Besonderer Aufmerksamkeit dürfen sich dabei jene Studien sicher sein, die einer immer wieder erschrockenen Öffentlichkeit ein erhöhtes Risiko für Krebs verkünden. Bekannte Übeltäter der jüngeren Vergangenheit sind etwa Atomkraftwerke, Herbizide in der Landwirtschaft und rotes Fleisch.
Und leider sind die allermeisten Studien, die in den Medien regelmäßig zu Panikattacken führen, sehr weit von Doppelblindversuchen weg.

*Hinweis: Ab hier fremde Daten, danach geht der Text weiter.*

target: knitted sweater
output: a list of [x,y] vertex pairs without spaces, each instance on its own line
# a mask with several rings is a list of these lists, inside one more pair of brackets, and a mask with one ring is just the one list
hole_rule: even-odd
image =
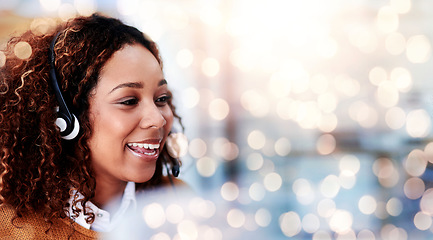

Die weltweit wohl renommierteste wissenschaftliche Fachzeitschrift Science hat einmal eine lange Liste solcher Krebs-Alarme einer gründlichen Analyse unterzogen. Diese betrafen neben den bekannten Verdächtigen auch Dinge wie elektromagnetische Felder (35 Prozent höheres Brustkrebsrisiko bei Frauen), alkoholhaltige Mundspülung (um 50 Prozent erhöhtes Mundkrebsrisiko), Höhensonne (um 30 Prozent höheres Hautkrebsrisiko) oder den regelmäßigen Verzehr von Joghurt, der angeblich das Risiko von Eierstockkrebs bei Frauen verdoppeln soll.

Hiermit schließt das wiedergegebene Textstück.